Satu generasi setelah pengadilan tinggi menyelesaikan kebuntuan pemilu tahun 2000, perselisihan antara Donald Trump dan Kamala Harris telah memicu harapan akan adanya sekuel. Hal ini dapat memberikan mantan presiden tersebut keunggulan di pengadilan dengan mayoritas super konservatif yang mencakup tiga orang yang ditunjuknya.
Namun kenyataan hukum dan matematika menunjukkan hal itu tidak mungkin terjadi. Sementara para hakim di seluruh negeri bergulat dengan lebih dari 190 tuntutan hukum terkait pemilu yang diajukan sejak tahun 2023, pengadilan tinggi sendiri telah mempersempit beberapa jalur yang mungkin dapat membawa perselisihan ini ke pengadilan.

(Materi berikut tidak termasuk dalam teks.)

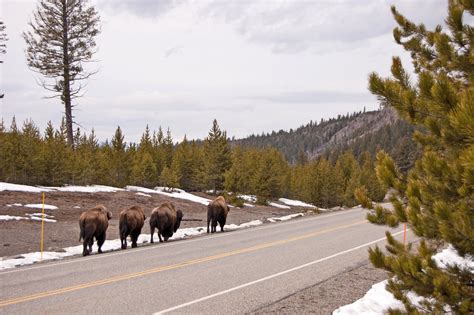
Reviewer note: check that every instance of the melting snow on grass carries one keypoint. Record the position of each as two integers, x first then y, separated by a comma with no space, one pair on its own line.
11,217
378,300
25,188
40,206
296,203
285,218
176,193
142,194
450,256
277,205
86,189
375,301
109,245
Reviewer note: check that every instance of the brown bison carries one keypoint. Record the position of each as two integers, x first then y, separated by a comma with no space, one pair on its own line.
94,223
217,212
166,219
130,223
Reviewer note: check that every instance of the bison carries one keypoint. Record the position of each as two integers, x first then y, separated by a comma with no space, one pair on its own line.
94,223
166,219
217,212
130,223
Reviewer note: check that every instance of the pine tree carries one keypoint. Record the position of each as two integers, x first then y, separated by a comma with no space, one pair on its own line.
169,178
436,198
217,157
3,45
58,45
120,162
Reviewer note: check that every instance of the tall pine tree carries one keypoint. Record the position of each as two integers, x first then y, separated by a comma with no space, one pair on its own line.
436,198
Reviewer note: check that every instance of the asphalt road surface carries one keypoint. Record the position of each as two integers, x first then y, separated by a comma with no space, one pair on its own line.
231,272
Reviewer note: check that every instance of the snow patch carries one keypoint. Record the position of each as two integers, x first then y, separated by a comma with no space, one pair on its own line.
15,205
277,205
175,193
450,257
378,300
24,188
87,189
143,194
40,206
285,218
11,217
296,203
375,301
249,198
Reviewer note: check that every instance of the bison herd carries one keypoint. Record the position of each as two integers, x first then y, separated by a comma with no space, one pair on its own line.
166,219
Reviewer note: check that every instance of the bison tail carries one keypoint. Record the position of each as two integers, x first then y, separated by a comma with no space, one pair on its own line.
81,233
123,226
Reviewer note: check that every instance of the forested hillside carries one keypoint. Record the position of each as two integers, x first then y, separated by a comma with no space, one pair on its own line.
358,132
29,156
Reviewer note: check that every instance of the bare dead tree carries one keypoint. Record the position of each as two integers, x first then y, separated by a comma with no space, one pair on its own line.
60,41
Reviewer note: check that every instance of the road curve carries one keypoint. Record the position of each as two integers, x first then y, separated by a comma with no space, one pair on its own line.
232,272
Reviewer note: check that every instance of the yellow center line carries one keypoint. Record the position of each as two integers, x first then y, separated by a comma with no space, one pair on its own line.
170,267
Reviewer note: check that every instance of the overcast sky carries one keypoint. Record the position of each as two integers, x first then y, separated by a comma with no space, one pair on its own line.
253,65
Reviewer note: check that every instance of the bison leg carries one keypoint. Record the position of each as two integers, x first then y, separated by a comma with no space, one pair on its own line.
152,231
134,236
85,252
100,241
214,225
208,221
123,240
90,243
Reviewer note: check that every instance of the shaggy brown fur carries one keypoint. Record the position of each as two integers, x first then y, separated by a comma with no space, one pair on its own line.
131,222
217,212
166,219
94,223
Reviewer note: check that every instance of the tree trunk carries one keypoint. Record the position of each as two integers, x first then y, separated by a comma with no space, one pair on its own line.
66,98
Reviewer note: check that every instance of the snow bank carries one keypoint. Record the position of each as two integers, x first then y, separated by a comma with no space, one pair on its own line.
11,217
32,217
25,188
15,205
142,194
375,301
176,193
296,203
378,300
87,189
249,198
285,218
40,206
109,245
277,205
450,256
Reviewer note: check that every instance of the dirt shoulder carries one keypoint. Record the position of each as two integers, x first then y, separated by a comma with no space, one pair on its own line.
23,236
326,296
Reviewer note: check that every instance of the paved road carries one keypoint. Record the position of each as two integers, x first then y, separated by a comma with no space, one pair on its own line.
233,272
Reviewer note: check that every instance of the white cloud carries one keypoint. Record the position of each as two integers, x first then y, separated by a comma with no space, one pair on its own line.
254,65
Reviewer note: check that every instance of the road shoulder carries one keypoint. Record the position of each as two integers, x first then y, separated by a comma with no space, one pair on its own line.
325,296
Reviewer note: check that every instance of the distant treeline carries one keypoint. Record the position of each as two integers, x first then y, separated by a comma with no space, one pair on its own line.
358,132
28,156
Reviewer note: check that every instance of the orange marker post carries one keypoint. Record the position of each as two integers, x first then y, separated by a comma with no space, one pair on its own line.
42,229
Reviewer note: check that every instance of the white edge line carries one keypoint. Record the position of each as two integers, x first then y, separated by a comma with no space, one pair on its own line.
271,276
116,252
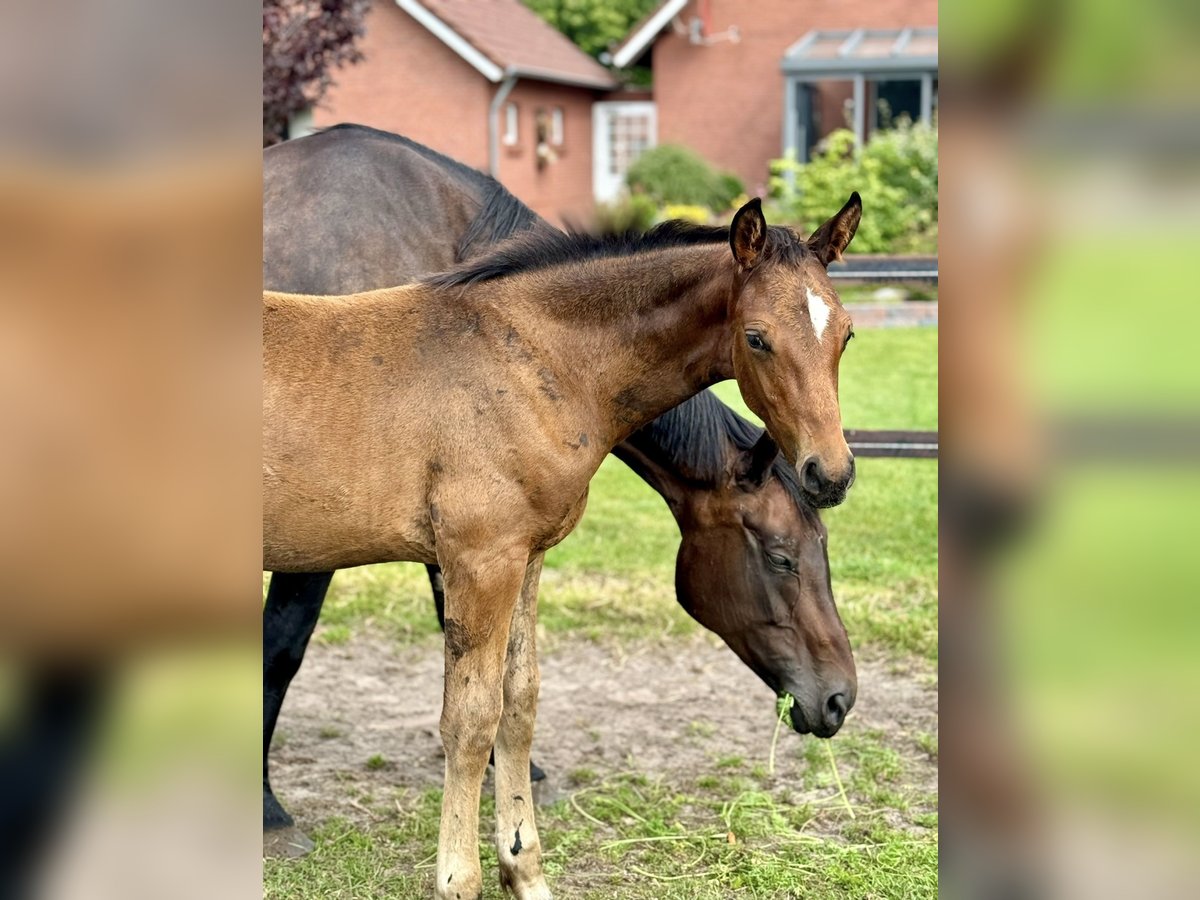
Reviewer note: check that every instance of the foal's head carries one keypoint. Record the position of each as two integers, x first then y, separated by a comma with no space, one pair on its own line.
754,568
789,334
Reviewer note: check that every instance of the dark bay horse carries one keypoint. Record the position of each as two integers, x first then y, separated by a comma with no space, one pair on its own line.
589,340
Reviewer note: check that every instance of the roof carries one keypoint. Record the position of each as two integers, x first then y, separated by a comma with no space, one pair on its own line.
642,34
503,37
868,51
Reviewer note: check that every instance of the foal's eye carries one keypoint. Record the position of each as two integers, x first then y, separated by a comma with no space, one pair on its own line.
757,342
780,562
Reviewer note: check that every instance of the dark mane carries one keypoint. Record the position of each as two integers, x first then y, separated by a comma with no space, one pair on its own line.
688,439
550,247
501,215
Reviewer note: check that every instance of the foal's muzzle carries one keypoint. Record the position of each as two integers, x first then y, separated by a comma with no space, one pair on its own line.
822,490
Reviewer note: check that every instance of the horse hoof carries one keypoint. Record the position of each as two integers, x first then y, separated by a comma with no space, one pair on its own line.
286,844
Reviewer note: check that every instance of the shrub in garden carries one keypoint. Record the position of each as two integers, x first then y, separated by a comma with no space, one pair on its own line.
627,214
895,173
673,174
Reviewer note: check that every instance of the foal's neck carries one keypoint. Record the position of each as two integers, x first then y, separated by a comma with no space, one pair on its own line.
647,330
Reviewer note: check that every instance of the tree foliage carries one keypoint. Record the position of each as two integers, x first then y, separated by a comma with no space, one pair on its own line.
593,25
675,174
303,41
895,173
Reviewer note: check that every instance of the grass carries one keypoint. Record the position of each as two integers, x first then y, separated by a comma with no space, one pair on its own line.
731,829
718,835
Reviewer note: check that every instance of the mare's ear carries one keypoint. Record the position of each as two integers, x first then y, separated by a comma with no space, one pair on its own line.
829,240
748,234
753,467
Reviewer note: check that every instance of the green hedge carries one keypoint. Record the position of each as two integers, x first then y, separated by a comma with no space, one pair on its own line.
895,173
673,174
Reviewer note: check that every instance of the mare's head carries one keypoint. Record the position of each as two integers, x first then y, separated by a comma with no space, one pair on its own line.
789,334
754,568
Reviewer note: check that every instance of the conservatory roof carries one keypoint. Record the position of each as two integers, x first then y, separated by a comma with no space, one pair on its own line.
868,51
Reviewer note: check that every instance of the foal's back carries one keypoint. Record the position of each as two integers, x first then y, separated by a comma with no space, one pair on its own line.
342,430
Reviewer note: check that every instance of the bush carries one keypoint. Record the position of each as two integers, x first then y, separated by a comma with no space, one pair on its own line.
675,175
895,173
700,215
628,214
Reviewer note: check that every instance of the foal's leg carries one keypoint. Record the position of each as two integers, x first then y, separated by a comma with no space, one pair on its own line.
439,607
516,835
481,592
293,606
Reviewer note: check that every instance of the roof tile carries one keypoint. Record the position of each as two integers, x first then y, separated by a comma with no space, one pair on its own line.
513,36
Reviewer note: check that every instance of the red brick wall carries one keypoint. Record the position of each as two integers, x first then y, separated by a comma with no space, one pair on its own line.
726,101
413,84
561,190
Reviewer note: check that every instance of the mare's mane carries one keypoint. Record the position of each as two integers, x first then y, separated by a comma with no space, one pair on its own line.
688,439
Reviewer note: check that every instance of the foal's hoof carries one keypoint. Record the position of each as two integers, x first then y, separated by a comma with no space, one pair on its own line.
286,844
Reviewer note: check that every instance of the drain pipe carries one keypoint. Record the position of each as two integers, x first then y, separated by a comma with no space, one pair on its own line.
493,124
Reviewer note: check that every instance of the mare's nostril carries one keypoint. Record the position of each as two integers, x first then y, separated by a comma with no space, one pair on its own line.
835,711
811,478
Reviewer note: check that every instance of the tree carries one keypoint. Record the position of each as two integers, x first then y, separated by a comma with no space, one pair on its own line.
303,41
593,25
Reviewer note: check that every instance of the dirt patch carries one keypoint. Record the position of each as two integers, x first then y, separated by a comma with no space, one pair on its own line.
365,715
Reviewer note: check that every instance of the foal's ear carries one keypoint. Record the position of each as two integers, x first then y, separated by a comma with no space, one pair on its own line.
748,234
754,465
829,240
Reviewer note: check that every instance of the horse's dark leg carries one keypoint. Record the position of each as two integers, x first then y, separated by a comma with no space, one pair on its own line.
40,761
293,605
439,605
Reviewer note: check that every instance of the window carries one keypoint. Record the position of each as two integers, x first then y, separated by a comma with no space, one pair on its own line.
510,125
556,126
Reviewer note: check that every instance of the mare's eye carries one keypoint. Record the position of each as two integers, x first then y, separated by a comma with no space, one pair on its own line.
757,342
779,562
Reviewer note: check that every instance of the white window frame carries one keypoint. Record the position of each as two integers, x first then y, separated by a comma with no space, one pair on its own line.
511,125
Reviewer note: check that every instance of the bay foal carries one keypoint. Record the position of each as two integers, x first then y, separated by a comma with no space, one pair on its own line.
460,420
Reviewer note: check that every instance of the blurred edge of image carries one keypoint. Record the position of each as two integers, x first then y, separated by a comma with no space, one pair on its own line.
1072,432
130,238
129,485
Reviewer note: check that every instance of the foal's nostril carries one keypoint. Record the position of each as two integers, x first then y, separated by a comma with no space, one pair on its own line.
835,711
811,477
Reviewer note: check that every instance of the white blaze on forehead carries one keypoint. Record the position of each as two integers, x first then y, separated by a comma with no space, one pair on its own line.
819,311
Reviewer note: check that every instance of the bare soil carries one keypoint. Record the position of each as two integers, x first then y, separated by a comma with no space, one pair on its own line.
672,707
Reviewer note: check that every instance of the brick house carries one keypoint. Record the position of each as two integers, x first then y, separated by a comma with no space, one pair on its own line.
742,83
485,82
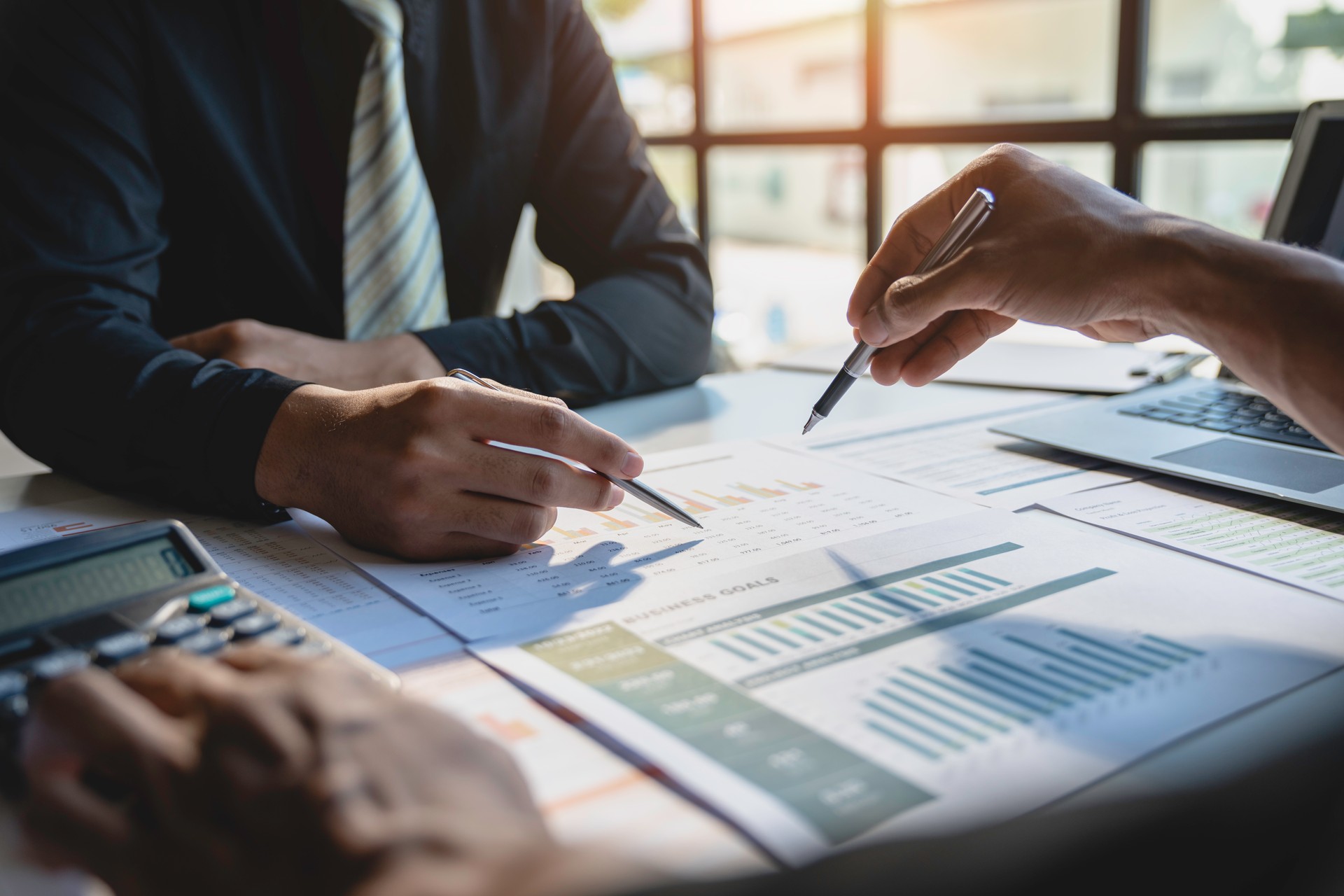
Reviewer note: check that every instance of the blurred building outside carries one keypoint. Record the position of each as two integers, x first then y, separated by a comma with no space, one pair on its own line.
787,223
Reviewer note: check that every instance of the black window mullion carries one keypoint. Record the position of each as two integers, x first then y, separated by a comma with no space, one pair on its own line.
873,146
1132,65
699,141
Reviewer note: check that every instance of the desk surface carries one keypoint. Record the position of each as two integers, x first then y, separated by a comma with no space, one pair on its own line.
769,403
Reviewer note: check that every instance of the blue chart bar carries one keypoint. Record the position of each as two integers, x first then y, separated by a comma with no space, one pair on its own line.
997,688
974,583
981,575
729,648
948,586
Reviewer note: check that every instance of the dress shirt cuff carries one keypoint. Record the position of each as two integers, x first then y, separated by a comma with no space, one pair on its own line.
237,437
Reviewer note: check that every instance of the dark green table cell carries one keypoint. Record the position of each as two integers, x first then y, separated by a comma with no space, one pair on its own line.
853,801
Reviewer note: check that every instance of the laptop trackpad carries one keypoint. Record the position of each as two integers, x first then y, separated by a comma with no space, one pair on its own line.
1262,464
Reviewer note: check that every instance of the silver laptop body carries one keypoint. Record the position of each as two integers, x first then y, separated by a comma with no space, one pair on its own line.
1221,430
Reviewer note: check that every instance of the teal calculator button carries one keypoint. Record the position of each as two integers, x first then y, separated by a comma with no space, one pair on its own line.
207,598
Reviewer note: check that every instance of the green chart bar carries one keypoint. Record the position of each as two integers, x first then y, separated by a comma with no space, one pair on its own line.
828,786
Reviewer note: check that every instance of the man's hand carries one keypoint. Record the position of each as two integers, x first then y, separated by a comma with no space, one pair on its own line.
1059,248
302,356
272,776
406,469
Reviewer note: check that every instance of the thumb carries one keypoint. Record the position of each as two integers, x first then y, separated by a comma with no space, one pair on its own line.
911,304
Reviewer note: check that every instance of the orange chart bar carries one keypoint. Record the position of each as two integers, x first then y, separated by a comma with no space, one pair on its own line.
760,492
726,500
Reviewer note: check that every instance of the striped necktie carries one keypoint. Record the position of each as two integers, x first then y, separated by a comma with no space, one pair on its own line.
394,261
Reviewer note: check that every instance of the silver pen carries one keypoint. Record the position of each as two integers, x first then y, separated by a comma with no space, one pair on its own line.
953,239
632,486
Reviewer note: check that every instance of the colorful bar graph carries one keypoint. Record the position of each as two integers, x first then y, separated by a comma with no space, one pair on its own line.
726,500
760,492
992,690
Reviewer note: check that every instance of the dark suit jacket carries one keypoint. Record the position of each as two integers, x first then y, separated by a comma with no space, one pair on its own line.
169,166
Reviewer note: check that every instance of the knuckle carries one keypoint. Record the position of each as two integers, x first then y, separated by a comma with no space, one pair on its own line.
554,422
546,482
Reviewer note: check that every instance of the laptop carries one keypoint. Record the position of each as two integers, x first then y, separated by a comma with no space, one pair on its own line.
1222,431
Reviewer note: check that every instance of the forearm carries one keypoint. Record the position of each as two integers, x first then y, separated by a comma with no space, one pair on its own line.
1273,314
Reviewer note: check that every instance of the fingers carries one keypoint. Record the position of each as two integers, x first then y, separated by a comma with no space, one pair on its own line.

Meskipun kasus kemenangan George W. Bush atas Al Gore pada tahun 2000 menunjukkan bahwa tuntutan hukum pasca pemilu dapat diajukan ke pengadilan tinggi, intervensi hakim penting hanya karena hasilnya bergantung pada kurang dari 1.000 suara di satu negara bagian. Sebaliknya, pengadilan tidak tertarik untuk terlibat pada tahun 2020, ketika Trump perlu membatalkan kemenangan Joe Biden di setidaknya tiga negara bagian.
Pertikaian yang dapat menentukan hasil pemilu akan meningkatkan perhatian terhadap pengadilan yang sudah terperosok dalam perselisihan politik negara tersebut. Pengadilan berpihak pada kampanye Trump pada bulan Juli ketika mereka setidaknya untuk sementara waktu memblokir penuntutan pidana atas upayanya untuk membatalkan kekalahannya pada tahun 2020 dengan mempertahankan sebagian klaim kekebalan presiden.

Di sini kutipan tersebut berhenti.